Lipsyte’s story, “Deniers,” was featured in the May 2 issue, and it tells of a young woman’s attempts to come to terms with her addictions; her relationship with her aging father, a Holocaust survivor; her mother’s suicide; and a seduction from an unlikely source. Lipsyte's most recent book is The Ask. He is also the author of Home Land, which was a The New York Times Notable Book for 2005 and winner of The Believer Book Award, as well as The Subject Steve and Venus Drive. His fiction, essays, and reviews have appeared in numerous publications, and he has won a Guggenheim Fellowship.
Marcus’ story “Rollingwood,” in which a man is trying to look after his asthmatic eighteen-month-old son, was published in the March 21 issue of the magazine. Marcus’ new novel, The Flame Alphabet, will be published by Knopf in 2012. He is the author of three books of fiction: Notable American Women, The Father Costume, andThe Age of Wire and String. His stories, essays, and reviews have been published widely, and he is the recipient of the Morton Dauwen Zabel Award from the American Academy of Arts and Letters, a National Endowment for the Arts Fellowship, and three Pushcart Prizes.
In “Map Quest,” which appeared in the April 18 issue, Shteyngart reflects on the Soviet atlas that accompanied him on his childhood emigration from Leningrad to Queens, NY. Shteyngart is the author of the novels Absurdistan and The Russian Debutante's Handbook. Absurdistan was chosen as one of the best books of the year by The New York Times Book Review, Time magazine, and many other publications. The Russian Debutante's Handbook won the Stephen Crane Award for First Fiction and the National Jewish Book Award for Fiction, and earned numerous other accolades. His work has been translated into twenty languages.
Desai, too, meditates on the immigrant’s uneasy sense of identity in “Fatherland,” also appearing in the April 18 issue. In the essay, Desai, who was born in New Delhi, India, and lived there until she was 14, shares memories of her father. While a student at Columbia, Desai wrote Hullabaloo in the Guava Orchard, which won the Betty Trask Award for the best first novel by a Commonwealth of Nations citizen under the age of 35. Her second novel, The Inheritance of Loss, won the 2006 Man Booker Prize and the National Book Critics Circle Fiction Award. Her next novel, The Loneliness of Sonia and Sunny will be published in 2012.

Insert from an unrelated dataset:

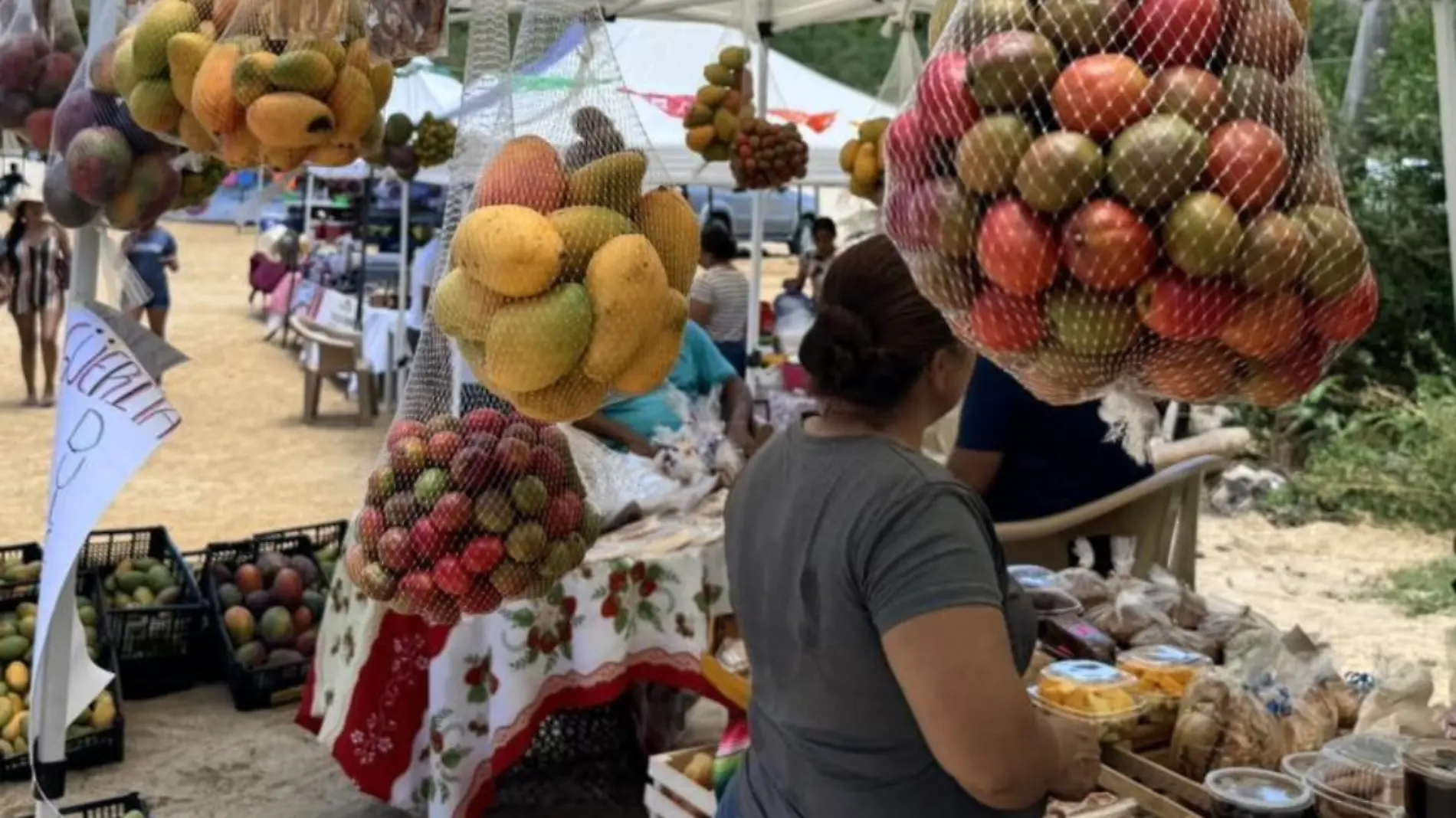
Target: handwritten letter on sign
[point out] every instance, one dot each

Galchen profiles David Deutsch, the physicist and promoter of the Many Worlds Interpretation of quantum mechanics, in “Dream Machine,” which appears in the May 2 issue. Galchen's debut novel, Atmospheric Disturbances, was published by Farrar, Straus and Giroux in June 2008. The book was selected as one of The New York Times 100 Notable Books of 2008, a Salon.com Top Ten Book of the Year, and a Slate Best Book of the Year. Galchen was a finalist for The New York Public Library's 2009 Young Lions Fiction Award and the 2008 Mercantile Library Center for Fiction's John Sargent Sr. First Novel Prize. She is currently a Cullman Fellow at the New York Public Library.